Sinking land and rising seas could push an additional one million people in Chennai into high-risk flood zones within 25 years, eventually threatening a third of the city’s low-lying coastal areas through worsening storm surges.
Scientists have found that the land beneath Chennai is sinking by up to 1.5cm a year while coastal sea levels rise by 2.8mm annually. Together, the two trends could turn localised coastal flooding into widespread inland inundation.
Their study, the most detailed yet of how subsidence and sea level rise might affect an Indian coastal city, estimates that the population at risk of severe flooding in Chennai will increase from 5.25 million in 2030 to 6.56 million by 2050.
“Several prominent residential and commercial localities will likely be at risk of catastrophic flooding,” said Arpan Shastri, a postdoctoral geoscientist at the Indian Institute of Science Education and Research in Mohali (Punjab) who led the study.
Chennai’s coast faces on average five storms a year, making it one of the world’s most storm-prone regions.
The city has been hit by six cyclones and repeated urban floods in the past two decades, including the devastating 2015 floods that inundated the airport nearly 30km inland.
“Local subsidence can exacerbate the impacts of sea level rise -- this is likely to happen along Chennai’s coastal region,” said Chandrakanta Ojha, a satellite radar specialist who leads the satellite remote sensing lab at the institute.
Low-lying coastal areas are highly vulnerable to storm surges — giant waves driven by storms or cyclones — and the proportion of Chennai’s coastal area at risk of severe flooding could rise to 33 per cent by 2100.
In a severe scenario, a six-metre storm surge — comparable to those seen in major cyclones — could inundate several low-lying neighbourhoods such as Adyar, Tondiarpet and Sholinganallur.
The risk is not limited to the coast. Subsidence is also extending flood-prone zones inland, particularly in rapidly growing southern areas like Sithalapakkam, T. Nagar and Chennai’s information technology corridor, where poor drainage and paved surfaces have worsened waterlogging.
Similar patterns have been reported in cities such as Bangkok, Jakarta, New Orleans and Kochi in India, where sinking land has intensified the impact of rising seas.
The number of people at risk of severe flooding in Chennai is expected to rise sharply.
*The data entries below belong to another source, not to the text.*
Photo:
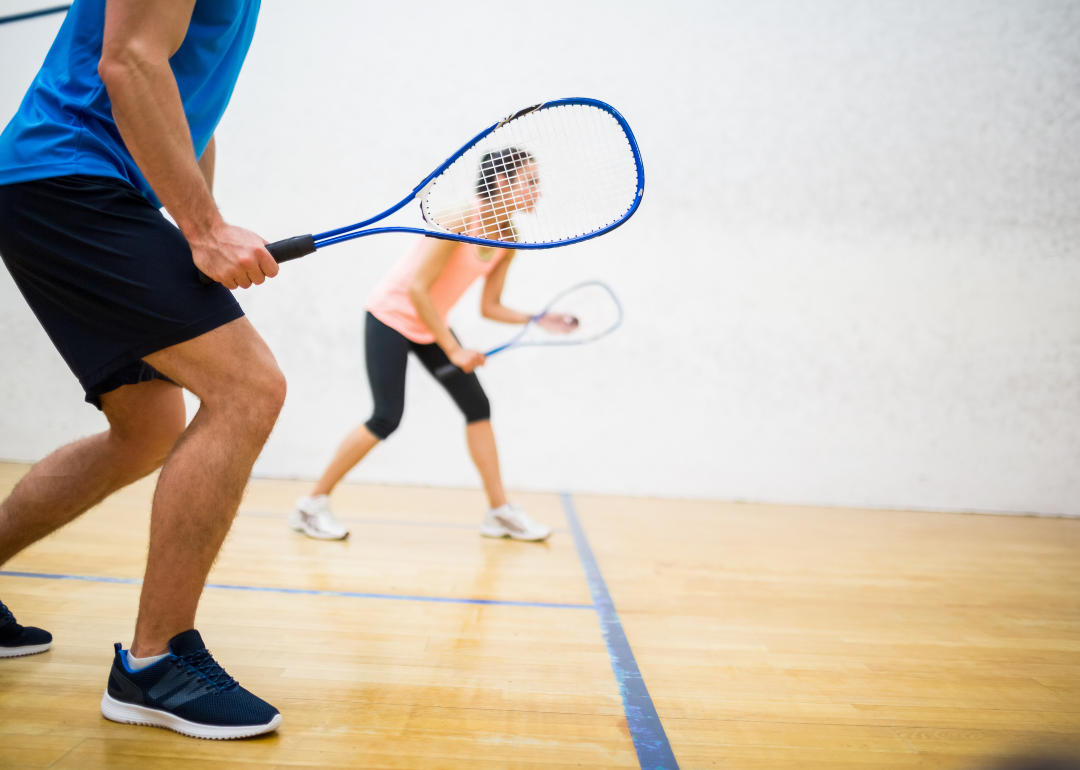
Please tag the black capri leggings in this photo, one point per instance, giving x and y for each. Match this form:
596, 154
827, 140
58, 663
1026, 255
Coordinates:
387, 356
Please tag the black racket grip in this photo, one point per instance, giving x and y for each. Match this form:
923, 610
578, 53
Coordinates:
446, 372
281, 251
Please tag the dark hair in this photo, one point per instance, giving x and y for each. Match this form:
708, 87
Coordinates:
505, 162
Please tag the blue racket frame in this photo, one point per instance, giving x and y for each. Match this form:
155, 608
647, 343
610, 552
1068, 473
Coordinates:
302, 245
347, 233
444, 373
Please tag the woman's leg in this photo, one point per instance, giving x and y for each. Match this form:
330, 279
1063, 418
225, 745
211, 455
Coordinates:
485, 456
386, 353
470, 396
348, 456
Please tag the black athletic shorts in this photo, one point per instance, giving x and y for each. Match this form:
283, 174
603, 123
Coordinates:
386, 352
108, 277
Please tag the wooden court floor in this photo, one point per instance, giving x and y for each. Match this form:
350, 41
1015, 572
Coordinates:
768, 636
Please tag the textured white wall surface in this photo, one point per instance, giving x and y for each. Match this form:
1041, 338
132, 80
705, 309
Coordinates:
854, 279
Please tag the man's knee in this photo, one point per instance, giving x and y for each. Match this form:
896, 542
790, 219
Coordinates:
145, 421
262, 393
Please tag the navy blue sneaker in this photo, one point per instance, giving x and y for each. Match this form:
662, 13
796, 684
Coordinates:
186, 691
17, 639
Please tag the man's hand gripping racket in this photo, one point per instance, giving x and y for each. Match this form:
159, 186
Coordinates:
549, 175
583, 313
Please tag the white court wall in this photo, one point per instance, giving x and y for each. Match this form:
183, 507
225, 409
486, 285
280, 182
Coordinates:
854, 278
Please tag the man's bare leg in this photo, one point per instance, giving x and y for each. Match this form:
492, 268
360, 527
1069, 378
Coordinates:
145, 421
234, 375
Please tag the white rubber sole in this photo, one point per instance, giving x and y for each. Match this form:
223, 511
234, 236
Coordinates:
503, 532
18, 651
131, 714
304, 529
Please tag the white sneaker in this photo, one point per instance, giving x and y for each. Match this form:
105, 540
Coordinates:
314, 518
512, 522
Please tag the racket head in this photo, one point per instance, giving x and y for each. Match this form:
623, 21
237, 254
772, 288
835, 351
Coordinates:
547, 176
593, 308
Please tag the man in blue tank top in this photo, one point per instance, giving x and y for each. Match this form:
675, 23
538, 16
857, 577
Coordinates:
119, 122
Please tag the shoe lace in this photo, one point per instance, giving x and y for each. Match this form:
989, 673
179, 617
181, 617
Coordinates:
203, 662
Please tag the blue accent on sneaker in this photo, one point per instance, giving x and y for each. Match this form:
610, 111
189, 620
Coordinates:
17, 639
186, 691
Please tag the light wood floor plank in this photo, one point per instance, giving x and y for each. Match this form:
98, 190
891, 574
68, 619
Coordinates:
770, 636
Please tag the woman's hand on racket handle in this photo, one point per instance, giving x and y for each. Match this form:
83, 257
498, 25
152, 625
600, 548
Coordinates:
467, 360
557, 323
233, 256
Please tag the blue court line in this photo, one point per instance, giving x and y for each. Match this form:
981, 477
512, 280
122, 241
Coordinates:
653, 750
309, 592
34, 14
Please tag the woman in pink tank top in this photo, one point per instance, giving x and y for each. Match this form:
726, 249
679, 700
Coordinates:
407, 312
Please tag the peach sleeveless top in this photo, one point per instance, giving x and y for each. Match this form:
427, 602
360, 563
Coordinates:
389, 300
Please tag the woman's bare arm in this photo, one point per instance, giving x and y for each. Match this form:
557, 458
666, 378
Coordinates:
419, 294
490, 301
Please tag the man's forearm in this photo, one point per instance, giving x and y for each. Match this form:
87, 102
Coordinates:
148, 111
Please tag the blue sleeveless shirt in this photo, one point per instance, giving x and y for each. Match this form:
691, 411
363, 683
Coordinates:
65, 123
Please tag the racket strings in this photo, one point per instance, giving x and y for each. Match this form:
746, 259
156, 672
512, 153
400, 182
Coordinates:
566, 172
592, 305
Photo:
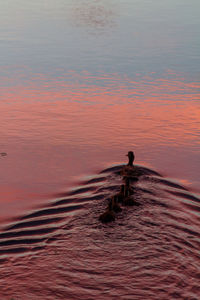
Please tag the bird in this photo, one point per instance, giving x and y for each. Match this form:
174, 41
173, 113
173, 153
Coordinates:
120, 195
108, 215
131, 158
116, 206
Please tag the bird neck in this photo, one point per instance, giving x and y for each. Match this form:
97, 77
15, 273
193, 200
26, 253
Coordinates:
130, 162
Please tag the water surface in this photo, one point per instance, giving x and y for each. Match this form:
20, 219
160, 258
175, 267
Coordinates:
82, 83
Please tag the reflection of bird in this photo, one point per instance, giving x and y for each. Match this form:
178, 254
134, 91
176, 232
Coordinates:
128, 191
108, 215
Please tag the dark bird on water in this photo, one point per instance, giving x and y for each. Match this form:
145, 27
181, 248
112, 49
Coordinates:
131, 158
108, 215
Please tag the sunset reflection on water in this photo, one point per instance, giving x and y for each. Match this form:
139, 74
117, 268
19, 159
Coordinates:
55, 130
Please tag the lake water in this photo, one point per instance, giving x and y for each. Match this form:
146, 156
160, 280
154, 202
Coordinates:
81, 84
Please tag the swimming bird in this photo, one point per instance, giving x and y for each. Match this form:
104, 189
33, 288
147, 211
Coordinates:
116, 206
120, 195
131, 158
108, 215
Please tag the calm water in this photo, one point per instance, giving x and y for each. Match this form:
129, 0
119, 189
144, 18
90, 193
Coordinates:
81, 83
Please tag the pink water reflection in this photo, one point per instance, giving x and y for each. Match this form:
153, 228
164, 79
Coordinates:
56, 130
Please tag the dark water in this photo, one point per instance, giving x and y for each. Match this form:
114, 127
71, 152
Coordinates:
62, 251
82, 83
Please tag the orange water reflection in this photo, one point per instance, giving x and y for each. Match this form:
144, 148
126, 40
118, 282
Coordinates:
53, 130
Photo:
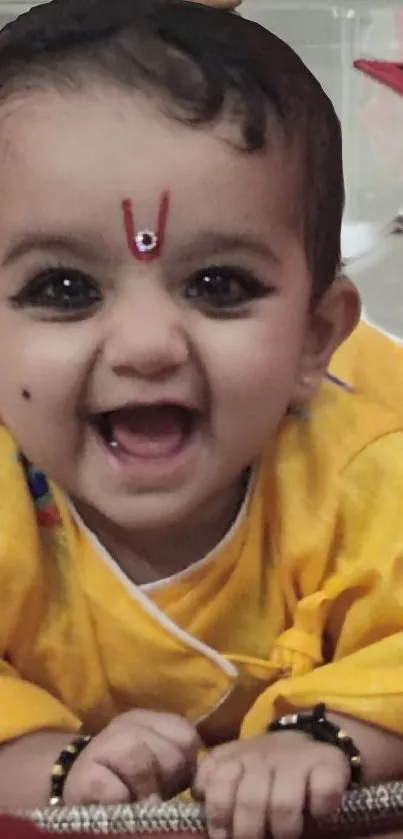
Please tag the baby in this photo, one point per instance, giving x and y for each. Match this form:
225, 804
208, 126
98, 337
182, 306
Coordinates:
200, 519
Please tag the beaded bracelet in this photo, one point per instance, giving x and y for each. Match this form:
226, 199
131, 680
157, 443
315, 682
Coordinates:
316, 724
62, 768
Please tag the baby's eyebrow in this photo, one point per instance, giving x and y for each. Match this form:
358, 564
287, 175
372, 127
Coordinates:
208, 243
76, 245
219, 243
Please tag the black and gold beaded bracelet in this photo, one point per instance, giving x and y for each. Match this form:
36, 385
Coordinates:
62, 768
316, 724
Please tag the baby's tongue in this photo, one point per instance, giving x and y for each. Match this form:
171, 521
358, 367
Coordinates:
148, 431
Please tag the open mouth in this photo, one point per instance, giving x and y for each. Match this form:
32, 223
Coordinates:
147, 432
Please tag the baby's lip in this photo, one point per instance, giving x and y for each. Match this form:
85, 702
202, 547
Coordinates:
136, 404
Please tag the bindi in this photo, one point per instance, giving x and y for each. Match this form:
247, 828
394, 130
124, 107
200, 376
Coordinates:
145, 244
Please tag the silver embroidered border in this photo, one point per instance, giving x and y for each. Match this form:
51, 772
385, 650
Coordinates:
362, 809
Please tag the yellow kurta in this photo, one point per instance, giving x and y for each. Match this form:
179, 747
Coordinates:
302, 602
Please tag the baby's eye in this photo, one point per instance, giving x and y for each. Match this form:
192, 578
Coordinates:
63, 290
224, 288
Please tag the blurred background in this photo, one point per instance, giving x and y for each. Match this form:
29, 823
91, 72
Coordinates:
329, 36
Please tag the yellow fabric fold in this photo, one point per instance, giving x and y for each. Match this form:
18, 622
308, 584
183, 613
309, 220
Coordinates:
301, 603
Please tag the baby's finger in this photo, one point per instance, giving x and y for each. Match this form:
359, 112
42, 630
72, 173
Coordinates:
176, 731
98, 785
326, 786
138, 769
252, 804
287, 804
220, 797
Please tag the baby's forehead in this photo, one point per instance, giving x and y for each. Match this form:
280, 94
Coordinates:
102, 143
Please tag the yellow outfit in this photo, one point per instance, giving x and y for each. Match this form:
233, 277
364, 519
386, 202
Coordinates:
302, 601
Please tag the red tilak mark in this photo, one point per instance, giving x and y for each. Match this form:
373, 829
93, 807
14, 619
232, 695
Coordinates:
132, 235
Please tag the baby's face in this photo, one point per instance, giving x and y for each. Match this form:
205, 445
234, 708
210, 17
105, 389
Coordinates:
154, 303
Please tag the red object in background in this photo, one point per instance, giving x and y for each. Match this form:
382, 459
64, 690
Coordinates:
389, 73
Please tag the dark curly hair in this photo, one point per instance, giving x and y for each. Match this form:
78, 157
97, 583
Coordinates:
207, 63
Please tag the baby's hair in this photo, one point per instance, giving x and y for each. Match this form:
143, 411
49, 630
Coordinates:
203, 64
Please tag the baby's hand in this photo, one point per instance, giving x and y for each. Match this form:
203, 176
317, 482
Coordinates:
268, 783
138, 755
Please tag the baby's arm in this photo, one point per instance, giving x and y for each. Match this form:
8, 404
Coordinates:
138, 755
25, 767
381, 751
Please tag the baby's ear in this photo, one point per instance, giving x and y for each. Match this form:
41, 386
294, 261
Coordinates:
332, 319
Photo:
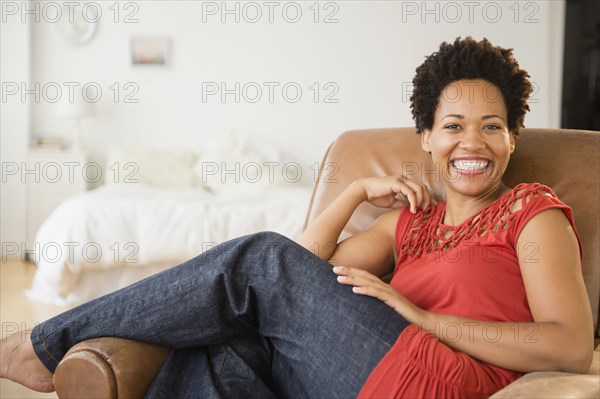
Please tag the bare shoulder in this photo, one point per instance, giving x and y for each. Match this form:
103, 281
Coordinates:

Between 2030 and 2050, an estimated 20,000 additional people could be at risk in Adyar, 90,000 in T. Nagar, 710,000 in Sithalapakkam, and 90,000 in Sholinganallur.
Shastri combined three decades of satellite imagery and tide-gauge data with 10 years of satellite radar observations for the study, published last week in the journal Scientific Reports.
“We need more comprehensive assessments of how subsidence and sea level rise together could affect India’s coasts,” said Jatisankar Bandyopadhyay, a remote sensing specialist at Vidyasagar University who was not involved in the study.
Bandyopadhyay, who has been studying similar processes in the Sunderbans using satellite radar data, said the dynamics there were more complex.
“We see subsidence in parts of the Sunderbans, but river-borne sediments can partly offset it,” he said.
A preliminary study by his team had earlier this year found expanding inundation between 2015 and 2024 in the Sunderbans, though he cautioned that detailed long-term analyses were needed to better assess the possible impacts on people and the land.
The Chennai and Sunderbans findings underscore the need for measures such as mangrove restoration and stronger coastal defences.